As I explained in a much earlier post, I base my own wine purchases mainly on value for money. That is, I do not buy the highest-scoring wines, nor do I purchase the most-expensive (or cheapest) wines. Instead, I buy the wines that seem to offer the biggest bang for my buck — this combines the scores and the expenses into a single number (Choosing value-for-money wines).
Therefore, it always seems odd to me when I read reports that talk about individual broad-scale wine-industry characteristics (such as cost and volume), without ever comparing them with each other. The concept of value-for-money, for example, extends well beyond the relatively simple idea of a wine drinker buying individual wines.
A recent case in point comes from the World Bulk Wine Exhibition: Dissimilar performances among the world’s leading bulk wine exporting countries.
That online article is about the top bulk wine exporters for January—May 2023, and lists the top 15 bulk-wine exporting countries based on value (million euros, €) and volume (million hectoliters, hl). However, to my mind, neither of these characteristics on their own tells us how well the various countries are doing. For example, it is no use selling lots of wine if you have to sell it very cheap.
We can see this clearly, in this case, by the simple procedure of plotting a single graph showing both numbers for each country. I have done this in the graph below. Each point represents one of the 15 countries, with value plotted horizontally and volume vertically. The straight line is the linear regression, which indicates the average form of the relationship between the two sets of numbers.
I have labeled four of the countries, to illustrate value for money. The two countries above the line are doing very poorly (lots of volume but nor much value), and the two countries below the line are doing very well (less volume but lots of value).
To make this clear in a table (or list), the thing to do is calculate the value for money, calculated as: € per hl. I have done this in the following table. This makes it obvious that New Zealand is doing twice as well as the second-ranked country (France), and two-and-a-quarter times as well as the USA. Similarly, Canada is doing very poorly, while Spain, Slovakia and North Macedonia are doing twice as well, but are still not doing really well.

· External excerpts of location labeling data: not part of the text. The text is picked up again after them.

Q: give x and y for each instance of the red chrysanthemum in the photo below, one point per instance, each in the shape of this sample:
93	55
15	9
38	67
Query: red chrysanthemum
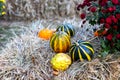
109	37
82	16
118	36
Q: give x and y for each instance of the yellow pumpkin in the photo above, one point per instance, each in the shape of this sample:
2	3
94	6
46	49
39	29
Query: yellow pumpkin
45	33
60	61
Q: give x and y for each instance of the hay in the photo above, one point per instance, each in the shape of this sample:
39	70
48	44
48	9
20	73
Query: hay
27	57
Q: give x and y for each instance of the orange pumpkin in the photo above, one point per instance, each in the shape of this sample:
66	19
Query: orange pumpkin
45	33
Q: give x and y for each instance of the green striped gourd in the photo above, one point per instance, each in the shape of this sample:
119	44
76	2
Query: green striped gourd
60	42
68	28
81	50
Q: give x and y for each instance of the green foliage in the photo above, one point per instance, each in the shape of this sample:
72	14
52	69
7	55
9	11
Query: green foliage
106	13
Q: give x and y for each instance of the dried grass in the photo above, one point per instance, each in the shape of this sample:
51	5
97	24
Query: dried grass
27	57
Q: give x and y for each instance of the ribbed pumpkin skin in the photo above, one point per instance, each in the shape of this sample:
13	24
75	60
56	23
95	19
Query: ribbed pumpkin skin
68	28
60	42
81	50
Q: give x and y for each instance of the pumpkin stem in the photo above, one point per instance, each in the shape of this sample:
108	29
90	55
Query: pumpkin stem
76	42
92	38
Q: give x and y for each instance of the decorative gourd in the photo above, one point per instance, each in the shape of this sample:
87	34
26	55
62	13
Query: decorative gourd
60	42
68	28
45	33
60	61
81	50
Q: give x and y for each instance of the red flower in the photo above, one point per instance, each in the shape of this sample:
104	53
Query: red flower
103	11
115	2
82	16
115	20
115	27
111	9
109	37
103	2
108	20
118	16
93	9
118	36
107	26
102	20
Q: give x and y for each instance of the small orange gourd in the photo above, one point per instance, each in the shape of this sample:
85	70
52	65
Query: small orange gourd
45	33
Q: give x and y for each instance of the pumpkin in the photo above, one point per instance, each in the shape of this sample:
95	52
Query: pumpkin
60	61
81	50
45	33
68	28
60	42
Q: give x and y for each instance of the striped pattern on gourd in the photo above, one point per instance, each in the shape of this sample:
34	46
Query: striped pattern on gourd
68	28
81	50
60	42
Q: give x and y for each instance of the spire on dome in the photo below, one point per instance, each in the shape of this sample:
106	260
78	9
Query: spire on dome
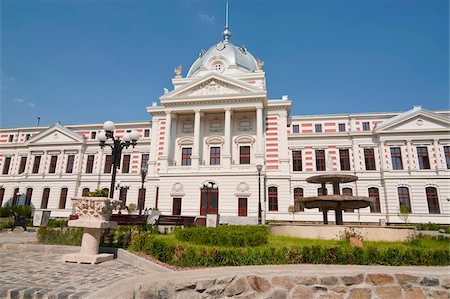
226	33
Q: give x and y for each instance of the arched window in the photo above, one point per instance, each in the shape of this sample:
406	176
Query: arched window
375	206
63	198
45	196
85	192
273	199
2	194
299	205
28	195
347	191
403	198
433	200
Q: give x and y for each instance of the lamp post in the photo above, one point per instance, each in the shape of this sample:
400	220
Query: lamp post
117	145
259	168
120	186
208	187
144	169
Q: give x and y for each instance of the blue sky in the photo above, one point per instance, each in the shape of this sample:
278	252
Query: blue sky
86	61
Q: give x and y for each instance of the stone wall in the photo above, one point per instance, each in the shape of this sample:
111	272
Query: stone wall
294	284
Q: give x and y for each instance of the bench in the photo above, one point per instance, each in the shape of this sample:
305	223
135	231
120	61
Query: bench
129	219
175	220
19	221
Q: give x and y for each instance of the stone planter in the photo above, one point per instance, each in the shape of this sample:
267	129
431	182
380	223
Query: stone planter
93	215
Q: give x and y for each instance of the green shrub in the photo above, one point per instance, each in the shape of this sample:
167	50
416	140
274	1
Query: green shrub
22	211
60	236
172	251
226	235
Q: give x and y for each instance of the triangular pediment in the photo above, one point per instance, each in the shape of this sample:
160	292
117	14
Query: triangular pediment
56	134
213	85
415	120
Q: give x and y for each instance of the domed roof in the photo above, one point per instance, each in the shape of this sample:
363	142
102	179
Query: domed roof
224	53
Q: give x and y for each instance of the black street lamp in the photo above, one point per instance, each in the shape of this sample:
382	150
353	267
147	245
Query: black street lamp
259	168
141	203
129	138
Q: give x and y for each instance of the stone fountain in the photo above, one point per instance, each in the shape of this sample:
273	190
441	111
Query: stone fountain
93	215
335	201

The concept of value for money is an important one; and I do wish that more of the people who present data for the wine industry would take it into account, when preparing their data presentations. In the meantime, you could do a lot worse than check out this year’s Bulk Wine Exhibition.
As a final point, it is also important to emphasize, as Robert Joseph has done recently, that value-for-money is often enforced by circumstances rather than being chosen by the producer. Spain’s poor showing above, for example, is quite likely to be enforced by their current over-production of cheap wine compared to demand. In this sense, it is perhaps fortunate that we are apparently now seeing the Smallest Spanish harvest ever recorded, with the steepest losses being seen in the hottest cultivation areas — reduced volume might restore the value-for-money.